Predicate semantics in one page¶
A predicate clause is just a way to build a boolean expression and append it to the current term. Multiple predicate clauses compose with logical AND.
That means a chain like:
for_each_site("i").at_least_occupancy("i", 2).where(site("i") != 3)
is interpreted as one combined guard:
(site(i) >= 2) AND (site(i) != 3)
This is important for readability and for debugging: treat each clause as one reusable condition block.
import jax.numpy as jnp
import netket as nk
import nkdsl
hi = nk.hilbert.Fock(n_max=3, N=5)
print("Hilbert size:", hi.size)
print("Built-in predicate clauses:", sorted(nkdsl.available_predicate_clause_names()))
∣NK⟩ Tip: uv is a replacement for pip which helps you follow good software practices.
Hilbert size: 5
Built-in predicate clauses: ['where']
Example 1: a reusable occupancy threshold¶
This clause exposes a domain concept directly in the DSL: “site occupancy must be at least cutoff”. We implement it once, then use it in any operator without rewriting expression code each time.
class AtLeastOccupancy(nkdsl.AbstractPredicateClause):
clause_name = "at_least_occupancy"
def build_predicate(self, ctx, label: str = "i", cutoff: int = 1):
return ctx.site(label).value >= int(cutoff)

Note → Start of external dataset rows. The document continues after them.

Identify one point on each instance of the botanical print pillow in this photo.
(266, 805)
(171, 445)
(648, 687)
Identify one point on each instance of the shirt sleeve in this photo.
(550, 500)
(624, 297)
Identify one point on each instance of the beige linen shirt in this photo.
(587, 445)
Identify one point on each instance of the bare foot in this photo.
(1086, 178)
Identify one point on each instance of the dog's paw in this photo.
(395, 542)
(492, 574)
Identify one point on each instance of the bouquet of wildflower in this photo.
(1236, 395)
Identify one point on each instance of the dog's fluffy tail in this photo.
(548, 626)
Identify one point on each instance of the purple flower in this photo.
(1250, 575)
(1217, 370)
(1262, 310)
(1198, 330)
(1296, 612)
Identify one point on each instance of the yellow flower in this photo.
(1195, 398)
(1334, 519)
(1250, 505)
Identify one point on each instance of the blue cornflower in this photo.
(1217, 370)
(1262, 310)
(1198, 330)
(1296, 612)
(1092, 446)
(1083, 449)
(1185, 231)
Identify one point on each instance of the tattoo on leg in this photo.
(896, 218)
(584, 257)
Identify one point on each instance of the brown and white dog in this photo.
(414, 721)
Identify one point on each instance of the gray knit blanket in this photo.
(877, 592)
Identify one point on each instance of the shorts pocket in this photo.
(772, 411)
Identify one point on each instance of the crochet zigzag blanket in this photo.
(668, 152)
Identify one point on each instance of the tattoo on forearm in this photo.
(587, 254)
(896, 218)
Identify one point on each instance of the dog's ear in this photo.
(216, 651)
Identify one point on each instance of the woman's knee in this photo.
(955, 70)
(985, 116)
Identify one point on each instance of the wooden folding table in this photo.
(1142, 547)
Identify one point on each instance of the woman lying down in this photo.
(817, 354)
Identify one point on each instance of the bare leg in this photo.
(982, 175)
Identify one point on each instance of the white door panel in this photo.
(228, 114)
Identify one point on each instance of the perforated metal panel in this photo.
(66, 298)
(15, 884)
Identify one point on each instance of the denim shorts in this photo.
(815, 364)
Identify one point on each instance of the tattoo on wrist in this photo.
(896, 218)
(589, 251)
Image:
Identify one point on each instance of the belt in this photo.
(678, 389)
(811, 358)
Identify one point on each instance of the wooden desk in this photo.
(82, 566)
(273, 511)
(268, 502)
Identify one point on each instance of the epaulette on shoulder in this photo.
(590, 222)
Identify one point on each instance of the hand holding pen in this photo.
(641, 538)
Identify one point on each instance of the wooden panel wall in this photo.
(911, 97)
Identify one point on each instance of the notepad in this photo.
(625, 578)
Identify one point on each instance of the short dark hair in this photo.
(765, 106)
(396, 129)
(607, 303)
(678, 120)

nkdsl.register_predicate_clause(AtLeastOccupancy, replace=True)
print("Registered:", "at_least_occupancy" in nkdsl.available_predicate_clause_names())
Registered: True
op_threshold = (
nkdsl.SymbolicDiscreteJaxOperator(hi, "threshold")
.for_each_site("i")
.at_least_occupancy("i", cutoff=2)
.emit(nkdsl.identity(), matrix_element=nkdsl.site("i").value)
.build()
.compile()
)
x = jnp.asarray([0, 1, 2, 3, 1], dtype=jnp.int32)
_xp, mels = op_threshold.get_conn_padded(x)
print("mels:", mels)
mels: [5. 0. 0. 0. 0.]
Interpretation: matrix elements are nonzero only for iterator rows where the predicate is true. Rows still exist in padded output shape, but inactive rows contribute zero amplitude.
This is why predicates are a clean way to express physical selection rules while preserving static shapes.
Example 2: bounded-value predicate with argument validation¶
When a clause has user parameters, validate them early. Here we reject lower > upper
immediately so you get a direct error message near the call site.
class ValueInBand(nkdsl.AbstractPredicateClause):
clause_name = "value_in_band"
def build_predicate(self, ctx, label: str = "i", *, lower: int, upper: int):
lo = int(lower)
hi_ = int(upper)
if lo > hi_:
raise ValueError("lower must be <= upper.")
v = ctx.site(label).value
return (v >= lo) & (v <= hi_)
nkdsl.register_predicate_clause(ValueInBand, replace=True)
__main__.ValueInBand
op_banded_sym = (
nkdsl.SymbolicDiscreteJaxOperator(hi, "banded")
.for_each_site("i")
.value_in_band("i", lower=1, upper=2)
.where(nkdsl.site("i") != 2)
.emit(nkdsl.identity(), matrix_element=1.0)
.build()
)
op_banded = op_banded_sym.compile()
for state in [
jnp.asarray([0, 1, 2, 1, 3], dtype=jnp.int32),
jnp.asarray([2, 2, 1, 0, 1], dtype=jnp.int32),
]:
_xp2, mels2 = op_banded.get_conn_padded(state)
print("x=", state.tolist(), "-> mels=", mels2)
x= [0, 1, 2, 1, 3] -> mels= [2. 0. 0. 0. 0.]
x= [2, 2, 1, 0, 1] -> mels= [2. 0. 0. 0. 0.]
print(op_banded_sym.to_ir())
symbolic.operator @"banded" [dtype=float64, hermitian=false, hilbert_size=5] {
; 1 term(s)
term #0 "0" [kbody, n_iter=5, max_conn_size=5] {
iterate: for (i,) in [(0,), (1,), (2,), ... +2 more]
where: (((x[i] >= 1) && (x[i] <= 2)) && (x[i] != 2))
emit #0:
update: identity
amplitude: 1
}
}
Reading tip: in the IR, look at where: for each term to confirm the final composed predicate.
If the textual predicate does not match your intent, the bug is usually in clause construction
(or in call ordering), not in lowering.
Design checklist for robust predicate clauses¶
Keep one clause focused on one concept (threshold, band, parity, membership, etc.).
Use explicit names and argument defaults that read well in fluent chains.
Validate parameters inside
build_predicate.Return only boolean-coercible expression values.
Print IR during development to verify composition behavior.
If you follow those rules, custom predicates stay predictable and easy.